The human body is often hailed as a well-coordinated machine controlled by clear signals from the brain. Imagine multiple brains supervising the body’s functions. Clash of signals, wastage of resources and overstraining of body parts can be visualised, making the collapse of the machine inevitable. Similar would have been the fate of datacentres without virtualisation. Datacentres, controlled by multiple servers, were frowned at for exhaling large amounts of carbon, feeding the global warming albatross.

These multiple servers sucked in a lot of energy resulting in high maintenance costs, excessive heat generation and poor IT infrastructure. Datacentres were bound to destroy the environment and dig deep holes into the pockets of IT companies, pulling the shutters down for some. But virtualisation transformed them into green apparatus — eco-friendly machines topped with the ‘money honey’. It did so by allowing servers, earlier dedicated to one application, to be used for diverse applications. As a result, server efficiency and flexibility improved reducing the total numbers of energy-gulping physical servers.

With eco reality being integrated into the IT business agenda today, virtualisation is the green computing ace IT companies are betting on. The first eco-friendly perk virtualisation boasts of is power saving. With most servers and desktops being used only for 8-15 percent of the time they are powered on, machines are eating 60-90 percent of power when idle. Virtualisation helps reduce energy consumption by 80-90 percent. Marching ahead with this energy-efficiency banner is VMware. Be its distributed resource scheduler (DRS) that intelligently powers off unneeded physical servers or VMotion that allows the client to move an entire running virtual machine from one server to another or ESX Server letting customers to run 10 applications on a single hardware, VMware has plugged in the power-saving socket. “Every server consolidated in our application saves about 7,000 kWh per year, which is equal to removing 1.5 cars from the road or planting 55 trees,” says Ganesh Mahabala, regional director, Vmware (India & Saarc).

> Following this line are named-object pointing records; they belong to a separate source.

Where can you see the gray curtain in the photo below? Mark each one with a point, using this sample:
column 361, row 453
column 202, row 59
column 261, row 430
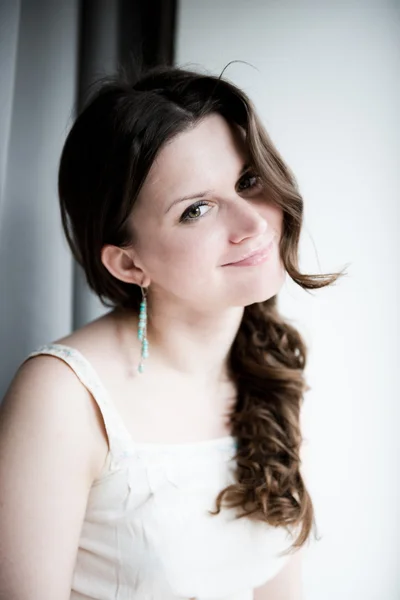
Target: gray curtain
column 50, row 50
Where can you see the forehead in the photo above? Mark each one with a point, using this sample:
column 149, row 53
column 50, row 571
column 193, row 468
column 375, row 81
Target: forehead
column 198, row 158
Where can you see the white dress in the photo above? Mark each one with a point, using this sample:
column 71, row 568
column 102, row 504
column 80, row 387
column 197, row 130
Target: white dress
column 147, row 534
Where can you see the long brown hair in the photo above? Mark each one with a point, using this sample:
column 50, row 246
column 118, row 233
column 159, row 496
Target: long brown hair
column 105, row 160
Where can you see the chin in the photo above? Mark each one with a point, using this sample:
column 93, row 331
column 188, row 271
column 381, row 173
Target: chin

Not lagging behind are Sun Microsystem, IBM, AMD, Cisco, Foundry and Nortel. From IBM’s Virtualisation Engine to AMD’s Rapid Virtualisation Indexing, allowing the client to host more virtual machines (VMs) per server, to Foundry’s Vipron that cuts the number of application servers and ADCs needed saving on power to Cisco’s Inter-VSAN routing (IVR) eliminating the need for having dedicated resources for each SAN fabric, IT companies are pressing the energy-saving buttons.

“Computers are heat inefficient. If 500w is pumped in to operate them, another 500w is required to cool them. By reducing the number of servers, heat emissions fall, cutting the CO2 emissions the cooling appliances breathe out,” says Karthik Ramarao, director (technologies), systems practice, Sun Microsystems India. Virtualisation also cuts on hardware requirement, softening the tone of the e-waste outcry that the IT sector has heard for generations.

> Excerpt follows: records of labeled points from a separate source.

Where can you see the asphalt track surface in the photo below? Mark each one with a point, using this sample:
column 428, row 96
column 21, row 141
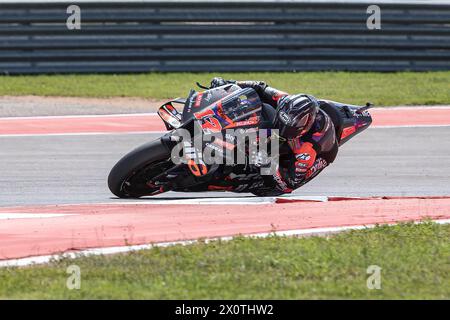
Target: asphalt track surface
column 74, row 169
column 49, row 162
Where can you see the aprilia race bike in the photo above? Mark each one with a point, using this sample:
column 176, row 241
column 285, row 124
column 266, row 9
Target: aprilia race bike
column 150, row 169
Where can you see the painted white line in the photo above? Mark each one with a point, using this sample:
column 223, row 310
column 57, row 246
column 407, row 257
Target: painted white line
column 124, row 249
column 12, row 215
column 115, row 115
column 15, row 135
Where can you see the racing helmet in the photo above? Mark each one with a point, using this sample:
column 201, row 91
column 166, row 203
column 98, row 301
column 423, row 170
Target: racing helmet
column 295, row 115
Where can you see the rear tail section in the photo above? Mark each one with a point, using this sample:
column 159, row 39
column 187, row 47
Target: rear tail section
column 349, row 120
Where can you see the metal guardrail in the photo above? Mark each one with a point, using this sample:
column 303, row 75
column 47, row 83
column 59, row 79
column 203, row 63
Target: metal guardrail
column 143, row 36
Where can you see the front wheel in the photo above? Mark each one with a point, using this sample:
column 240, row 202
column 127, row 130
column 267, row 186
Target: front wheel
column 129, row 177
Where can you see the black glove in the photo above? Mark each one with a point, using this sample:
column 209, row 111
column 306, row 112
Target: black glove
column 217, row 82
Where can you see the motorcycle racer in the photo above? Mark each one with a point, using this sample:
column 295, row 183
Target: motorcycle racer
column 303, row 127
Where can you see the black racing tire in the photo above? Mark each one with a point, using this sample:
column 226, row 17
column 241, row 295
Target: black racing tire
column 151, row 153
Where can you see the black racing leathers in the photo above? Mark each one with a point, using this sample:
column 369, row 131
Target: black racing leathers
column 310, row 153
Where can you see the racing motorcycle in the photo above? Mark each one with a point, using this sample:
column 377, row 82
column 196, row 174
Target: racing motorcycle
column 150, row 169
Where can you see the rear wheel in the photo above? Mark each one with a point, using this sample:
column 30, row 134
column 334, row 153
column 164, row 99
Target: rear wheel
column 129, row 177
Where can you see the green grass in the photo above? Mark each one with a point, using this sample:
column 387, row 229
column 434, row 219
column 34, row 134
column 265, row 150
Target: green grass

The green virtualisation flag being waved by the IT sector also brings in green bucks, as it is a cost-cutting strategy. Be it IBM’s consolidation of thousands servers onto 30 System Z mainframes expected to save $250 million over five years or Nortel’s CPU optimisation that can help an enterprise save $530K on power costs or Cisco’s Inter-VSAN routing that allows resources to be effectively shared, saving up to 67 percent on power, virtualisation shrinks the power bills, filling the pocket of IT companies. As per Gartner estimates, companies that ignore virtualisation will pay 15-20 percent more than they need to for IT by 2008.

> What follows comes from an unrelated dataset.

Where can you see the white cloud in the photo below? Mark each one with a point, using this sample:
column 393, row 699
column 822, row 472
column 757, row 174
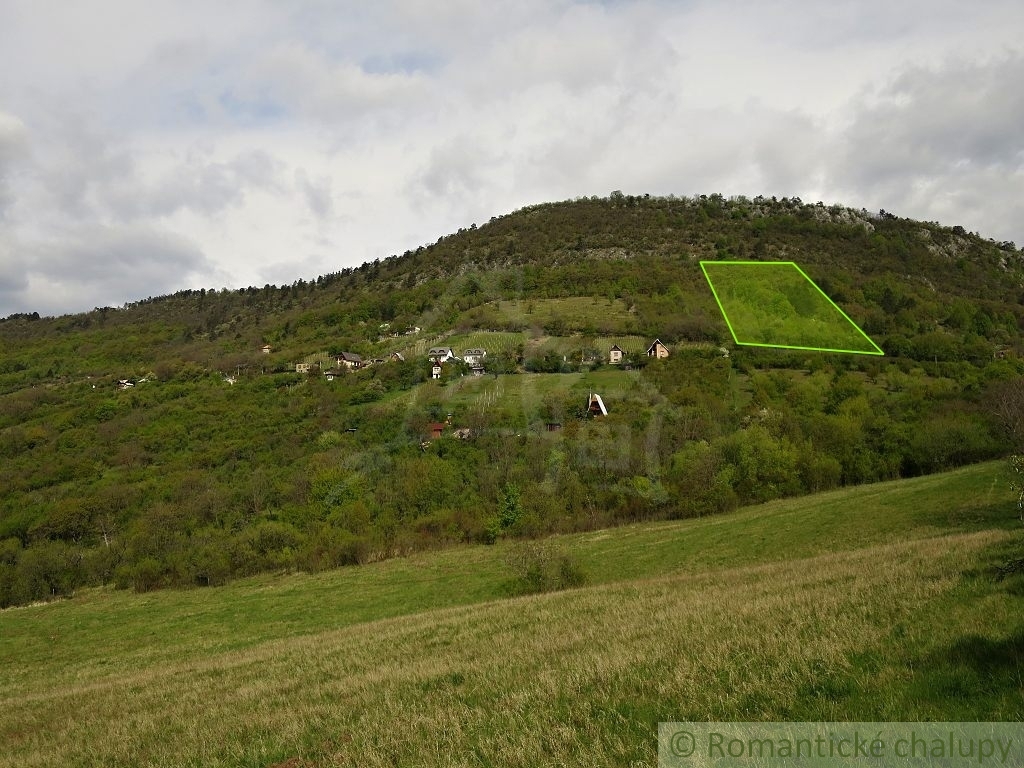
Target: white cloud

Virtualisation also reduces the need for expensive infrastructure upgrades to deal with increased power and cooling demands. “Of every rupee spent on server power consumption, an additional 60 paisa is required to spend on cooling and backup. Virtualisation saves 60 percent of the energy bills on cooling and backup,” says Vamsi Krishna, senior manager (technical), AMD India.